Further information on inclusion and drafting of legislation can be found on the website of the legislation design and advisory committee.10 It is of interest that the Parliamentary Counsel and legislation design and advisory committee refer to dispute resolution as ADR whereas the Govt Centre for Dispute Resolution refers to the same processes simply as dispute resolution.
What does this mean for dispute resolution practitioners and lawyers?
Regardless of our chosen fields of practice, we need to be objective and recommend the most appropriate course of action for the dispute in front of us or maybe even still ask the parties to design a process which meets their needs. Imagine resolving a building and construction dispute through creative singing!
While going to Court should never be the first course of action, it is certainly the appropriate course in some cases. As Justice Winkelman (as she was then in her speech to the AMINZ Conference in 2011) said mediation is no substitute for civil justice and nowhere is that more true than in situations where there is a risk of harm being done or a power imbalance exists which cannot be addressed by the dispute resolution provider.11
Take Family Dispute Resolution as an example. Often there are very serious underlying issues which may be at least in part causative of the family breakdown. Often there are concerns about one parties behaviour whether that be about the use of pornography or some other behaviour such as addiction to alcohol or drugs that is part of the situation faced by the parties. Whenever these types of issues are raised by any party who has been referred to or who wants to attend mediation, the mediator must not be afraid to find out more and in doing so uncover the possibility that mediation is not a suitable option.
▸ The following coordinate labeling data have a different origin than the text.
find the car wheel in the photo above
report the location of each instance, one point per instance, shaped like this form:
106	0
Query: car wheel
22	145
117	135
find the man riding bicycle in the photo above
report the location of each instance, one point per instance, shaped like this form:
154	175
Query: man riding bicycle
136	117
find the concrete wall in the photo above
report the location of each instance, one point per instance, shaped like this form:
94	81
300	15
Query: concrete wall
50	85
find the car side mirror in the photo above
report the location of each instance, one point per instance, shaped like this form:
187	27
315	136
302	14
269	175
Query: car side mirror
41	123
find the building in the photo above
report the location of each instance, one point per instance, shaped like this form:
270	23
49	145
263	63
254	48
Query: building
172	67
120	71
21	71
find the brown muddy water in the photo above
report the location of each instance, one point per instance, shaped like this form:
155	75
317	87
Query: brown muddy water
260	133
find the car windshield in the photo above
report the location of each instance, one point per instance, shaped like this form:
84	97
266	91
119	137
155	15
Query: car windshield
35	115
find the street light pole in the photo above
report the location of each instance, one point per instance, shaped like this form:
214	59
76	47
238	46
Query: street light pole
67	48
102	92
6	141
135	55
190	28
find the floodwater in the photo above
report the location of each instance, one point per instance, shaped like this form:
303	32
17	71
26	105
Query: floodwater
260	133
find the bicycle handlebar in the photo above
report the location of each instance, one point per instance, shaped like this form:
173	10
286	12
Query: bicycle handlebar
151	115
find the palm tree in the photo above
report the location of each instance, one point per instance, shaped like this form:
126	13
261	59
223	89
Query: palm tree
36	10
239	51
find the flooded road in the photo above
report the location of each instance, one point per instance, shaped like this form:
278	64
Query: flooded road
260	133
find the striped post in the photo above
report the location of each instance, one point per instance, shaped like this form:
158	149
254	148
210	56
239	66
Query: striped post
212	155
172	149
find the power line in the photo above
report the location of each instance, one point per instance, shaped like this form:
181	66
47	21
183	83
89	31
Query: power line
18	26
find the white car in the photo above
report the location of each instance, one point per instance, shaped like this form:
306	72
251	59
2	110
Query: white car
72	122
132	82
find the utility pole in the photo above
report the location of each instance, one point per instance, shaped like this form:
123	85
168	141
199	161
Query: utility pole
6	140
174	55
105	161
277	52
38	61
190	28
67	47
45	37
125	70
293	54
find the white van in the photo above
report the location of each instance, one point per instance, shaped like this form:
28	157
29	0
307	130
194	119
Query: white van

In doing so the parties may make decisions themselves to engage in counselling, therapy or addiction counselling which although not the first intended process has the effect of resolving issues for the family.
And the meaning of the story is…..
The wide range of options available for resolving disputes gives us an opportunity to be thoughtful and creative about the processes we use to resolve disputes. We can do so much more than just push people into a compromise or even worse hold off resolving disputes which inevitably makes the options for resolution more difficult and the likelihood of some restorative or redemptive outcome unlikely.
About the author
Denise Evans is Principal, Dispute Resolution at Fair Way. As part of this role, Denise provides Dispute Resolution leadership within Fair Way and champions the use of Dispute Resolution services in New Zealand and internationally.
Denise has over 35 years’ experience as a lawyer, mediator and arbitrator, and she has vast experience in resolving commercial and family disputes. If you would like to get in touch with Denise, please contact her by email at firstname.lastname@example.org
1 See J Fohlberg and A Taylor, Mediation: A Comprehensive Guide to Resolving Conflicts Without Litigation, 1984, p. 1-8
2 For further information, I recommend Boulle, Goldblat, and Green, Mediation: Principles, Process, Practice, 2008 pp 41-45.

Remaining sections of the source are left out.